Дмитрий Лекух - Война, на которой мы живем. Байки смутного времени
Не дурите людям голову. Они — и близко не наши. Они уже большей частью — американские. Так что, дети, зачем вам этот идиотский русский язык? Учите сразу английский. Вон, на Мишико посмотрите: выучил — и такую чудесную карьеру сделал, причем, даже не в Америке, а в своей родной Грузии. По распределению прислали, вестимо…
И дело тут даже не в том, что от идеи мультикультурности отказывается Старая Европа, лихорадочно ориентированная на «политкорректные ценности». С ними-то как раз все предельно ясно: жить захочешь — и не так… кгхм… переориентируешься. Ну, не хотят люди террористов прямо у себя в Лондоне на свои же собственные деньги готовить. Мало ли что они там навыдумывают — нам-то что с того? Не в этом дело.
А дело, простите, в том, что в наших посконных условиях такая вот натужная «политика мультикультурности» с парадными отчетами и освоением бюджетов неминуемо означает не только рост террористической активности «по экспоненте», но и вообще демонтаж русской государственности.
И мы это уже проходили — совсем недавно, в не всеми еще забытые лихие и безжалостные девяностые.
Тут ведь все просто.
Само понятие мультикультурности означает всего лишь навсего равенство всех культур и укладов. Пожелание, в принципе, конечно, благое, кто бы спорил. Это если в гуманитарном смысле. А вот в чисто практическом, пожалуй, не стоит забывать и о том, что сам Закон как таковой несли — что в Калмыцкие степи, что в Кавказские горы, что в другие окраины — на своих штыках именно русские солдаты.
А не наоборот.
Ну, так получилось.
И в данных степях и горах данный Закон так до сих пор и воспринимается — как «русский закон», чем всех и устраивает, включая местное население.
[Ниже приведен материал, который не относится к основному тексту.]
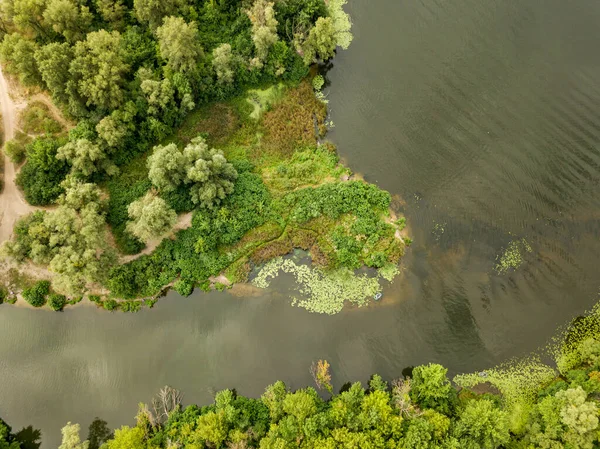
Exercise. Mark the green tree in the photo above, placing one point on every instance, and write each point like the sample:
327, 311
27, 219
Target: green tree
179, 44
42, 174
127, 438
579, 416
150, 217
210, 175
112, 11
264, 28
321, 42
28, 15
18, 53
68, 18
152, 12
223, 63
166, 167
100, 69
341, 22
36, 294
482, 425
431, 388
71, 438
116, 129
86, 158
7, 439
53, 62
273, 398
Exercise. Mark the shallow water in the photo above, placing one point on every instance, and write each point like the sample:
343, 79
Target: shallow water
484, 118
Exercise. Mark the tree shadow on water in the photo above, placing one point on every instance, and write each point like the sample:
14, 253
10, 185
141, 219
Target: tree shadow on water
98, 433
29, 437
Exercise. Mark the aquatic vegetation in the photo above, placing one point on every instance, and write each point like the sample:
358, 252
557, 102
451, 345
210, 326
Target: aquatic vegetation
389, 271
323, 291
518, 381
512, 257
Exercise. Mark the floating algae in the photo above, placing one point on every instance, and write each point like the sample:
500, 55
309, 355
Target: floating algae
323, 292
512, 257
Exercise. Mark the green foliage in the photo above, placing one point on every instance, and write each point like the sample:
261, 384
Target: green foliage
36, 118
56, 301
110, 304
150, 217
70, 239
36, 295
431, 388
178, 44
184, 288
16, 148
41, 176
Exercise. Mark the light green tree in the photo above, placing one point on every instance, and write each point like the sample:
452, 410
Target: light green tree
264, 28
431, 388
86, 157
482, 425
223, 63
100, 69
150, 217
341, 22
213, 428
17, 53
117, 127
113, 11
71, 239
68, 18
273, 398
71, 438
579, 416
321, 41
210, 175
127, 438
166, 167
152, 12
28, 15
179, 44
53, 64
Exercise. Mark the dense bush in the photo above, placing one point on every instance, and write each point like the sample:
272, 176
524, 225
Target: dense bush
57, 302
420, 412
42, 174
36, 295
110, 304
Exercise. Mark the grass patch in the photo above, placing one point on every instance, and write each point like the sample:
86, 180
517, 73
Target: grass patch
16, 148
262, 100
37, 119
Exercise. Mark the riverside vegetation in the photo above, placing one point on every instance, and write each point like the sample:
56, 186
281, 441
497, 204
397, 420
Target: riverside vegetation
519, 406
207, 107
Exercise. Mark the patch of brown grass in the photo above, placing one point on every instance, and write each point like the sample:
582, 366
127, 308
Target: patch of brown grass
291, 122
220, 121
270, 250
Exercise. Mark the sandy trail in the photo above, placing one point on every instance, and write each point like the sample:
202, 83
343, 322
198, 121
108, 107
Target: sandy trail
12, 204
184, 221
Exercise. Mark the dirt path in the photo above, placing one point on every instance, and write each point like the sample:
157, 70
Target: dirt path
184, 221
56, 113
12, 204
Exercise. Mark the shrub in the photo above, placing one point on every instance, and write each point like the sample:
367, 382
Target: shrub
36, 295
57, 302
110, 304
131, 306
183, 287
16, 148
42, 174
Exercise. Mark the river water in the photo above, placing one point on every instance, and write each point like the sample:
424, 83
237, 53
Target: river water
483, 117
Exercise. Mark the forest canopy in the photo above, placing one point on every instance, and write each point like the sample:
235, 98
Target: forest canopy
186, 106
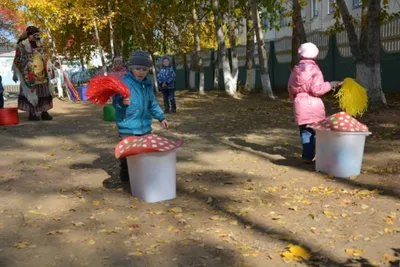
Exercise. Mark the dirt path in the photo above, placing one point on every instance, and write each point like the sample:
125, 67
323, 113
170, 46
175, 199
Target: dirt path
243, 196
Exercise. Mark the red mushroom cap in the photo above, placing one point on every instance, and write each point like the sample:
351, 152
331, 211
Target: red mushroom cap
150, 143
340, 122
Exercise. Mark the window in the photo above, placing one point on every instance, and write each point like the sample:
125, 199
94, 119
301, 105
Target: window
357, 3
330, 6
314, 8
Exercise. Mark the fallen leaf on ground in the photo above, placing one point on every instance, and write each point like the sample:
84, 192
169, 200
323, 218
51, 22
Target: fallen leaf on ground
78, 224
296, 253
355, 252
176, 210
217, 218
37, 212
389, 220
388, 258
55, 232
329, 213
134, 226
21, 245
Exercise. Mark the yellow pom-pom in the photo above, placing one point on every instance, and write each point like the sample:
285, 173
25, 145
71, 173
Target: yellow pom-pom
352, 97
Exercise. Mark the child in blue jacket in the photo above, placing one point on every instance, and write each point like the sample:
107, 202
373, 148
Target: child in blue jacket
134, 114
1, 93
166, 80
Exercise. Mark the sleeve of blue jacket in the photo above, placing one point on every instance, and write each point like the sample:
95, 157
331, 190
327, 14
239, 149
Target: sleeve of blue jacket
117, 102
159, 77
155, 109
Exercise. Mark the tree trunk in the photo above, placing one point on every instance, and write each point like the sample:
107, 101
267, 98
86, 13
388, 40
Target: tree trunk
60, 90
100, 48
350, 29
217, 65
367, 55
250, 64
262, 54
226, 68
196, 59
155, 83
112, 49
82, 63
298, 22
232, 41
295, 42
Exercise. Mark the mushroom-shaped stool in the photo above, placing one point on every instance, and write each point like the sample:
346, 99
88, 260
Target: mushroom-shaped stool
340, 145
152, 166
8, 116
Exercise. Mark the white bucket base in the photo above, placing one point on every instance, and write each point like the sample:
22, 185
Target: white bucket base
340, 154
152, 176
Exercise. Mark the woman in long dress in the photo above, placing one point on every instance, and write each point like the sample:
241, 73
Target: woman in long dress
30, 69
Кроме, как всегда, представителей либеральной, не к ночи будь помянута, общественности.
Поэтому отказ от имперского языка и имперской культуры — а у нас они, так сложилось, русские, — как от приоритетов, признание их «одними из прочих равных» или даже «первыми среди равных» (а это и есть мультикультурность в ее европейско-классическом виде) означает отказ, по крайней мере моральный, и от верховенства «русского закона».
Русский язык — это единственный признанный общегосударственный язык Российской Федерации, что уже одним самим фактом своего существования наглухо убивает любые поползновения любой «мультикультурности»: якуту и чеченцу тоже иногда надо поговорить между собой, и делают они это именно на русском.
Кстати, с другого конца мы эдакую «мультикультурность» тоже проходили, когда время от времени вылезают апологеты и так называемой «русской автономии»: ну, а как вы хотели, ежели у всех есть своя мультикультурность, то русские чем хуже?
Запишите тогда и меня в «малые народы», так, что ли, получается?!
Несколько лет назад довелось выступить дурным, к сожалению, пророком — после событий под Нальчиком, когда подравшиеся с местными джигитами фанаты столичного «Спартака» провели ночь под обстрелом в приэльбрусской гостинице, а потом были обвинены всеми «политкорректными» телевизионными каналами и прочими «либеральными» средствами массовой информации в нарушении местных обычаев.
Так вот, писал я тогда, что фанаты — не фантики, конечно.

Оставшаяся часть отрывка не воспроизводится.